Un médium es Antonio Hernández que convierte en orgánica el alma de Luis Rosales, su cohabitación con el miedo, la hipoteca del ser que representa la vejez, el advenimiento de la enfermedad que nubló su lengua y su mano, la muerte hacia la que caminaba que tuvo su primera manifestación el día de la despedida definitiva de sus libros (…) como aquel día craso de difuntos, / como en aquella ejecución sin pólvora / cuando los funcionarios de la Junta / se llevaron los libros: / cada uno cayendo en las cajas / fue un amortajamiento; el chasquido / del celo cerrándolas, una sangrienta autopsia, / y al alejarse el camión con su vida / embalada, vio de cara el infierno. 

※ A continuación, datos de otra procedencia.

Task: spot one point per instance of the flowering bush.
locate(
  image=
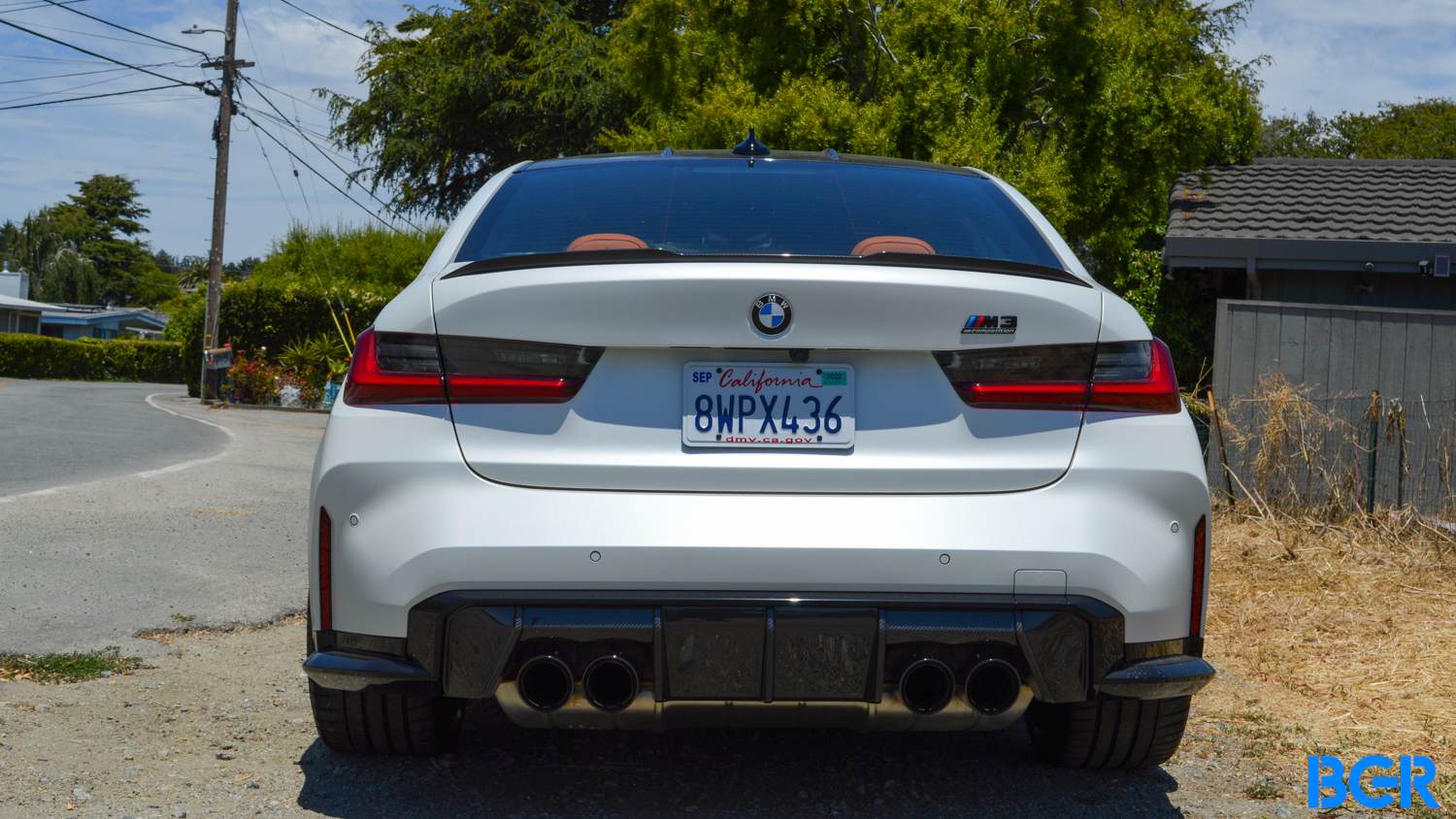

Muchas otras veces ya le acosó la muerte en su permanente memoria de Lorca, por eso antes de que la respiración de Rosales se apagase en este poemario sellador de tanta vida, era necesario que resucitara el poeta granadino y que ambos se encontraran en el espacio puro del primero que hasta de su inocencia hizo remordimiento. 

Y así, obediente a este designio una nueva encarnación de la voz de Antonio Hernández se produce en el tercer libro de Nueva York después de muerto. Encarnación en la que deletreamos a Federico en su vida y en su obra, en su lenguaje y ritmo, en su soplo popular: todos ello trasparece en versos que sin ser suyos lo conciben (…) EL AGUA MUEVE EN EL CIELO / cuatro peces de colores. / También nadan los jilgueros. / Los pájaros por el agua / y los peces por las nubes: / el agua hasta el cielo sube. / Como los niños gitanos / tienen los labios sedientos / beben el cielo en sus manos. / Y luego, cuando uno canta, / parece que se le sale / el cielo por la garganta. 

Granada y Nueva York se tejen también, gracias a la mirada lustral de Federico, en páginas que, al final, nos entregan el testamento, por la sangre escrito, de Rosales. Recibimos esta última voluntad de quien estuvo hecho de naufragios y resurrecciones mientras leemos el último poema de esta obra única, que nos narra su muerte en el Hospital Puerta de Hierro de Madrid. Allí estuvo Antonio Hernández para sellar un pacto sin tiempo con quien un día dijo como lema de su existencia: “Lo junto es lo vivo”. 

Al cerrar Nueva York después de muerto sentimos cómo la poesía, si es tan honda y verdadera como esta, vence al tiempo y a la muerte, y nos fecunda tanto carnal como espiritualmente. Todo lo integra en su total amanecer.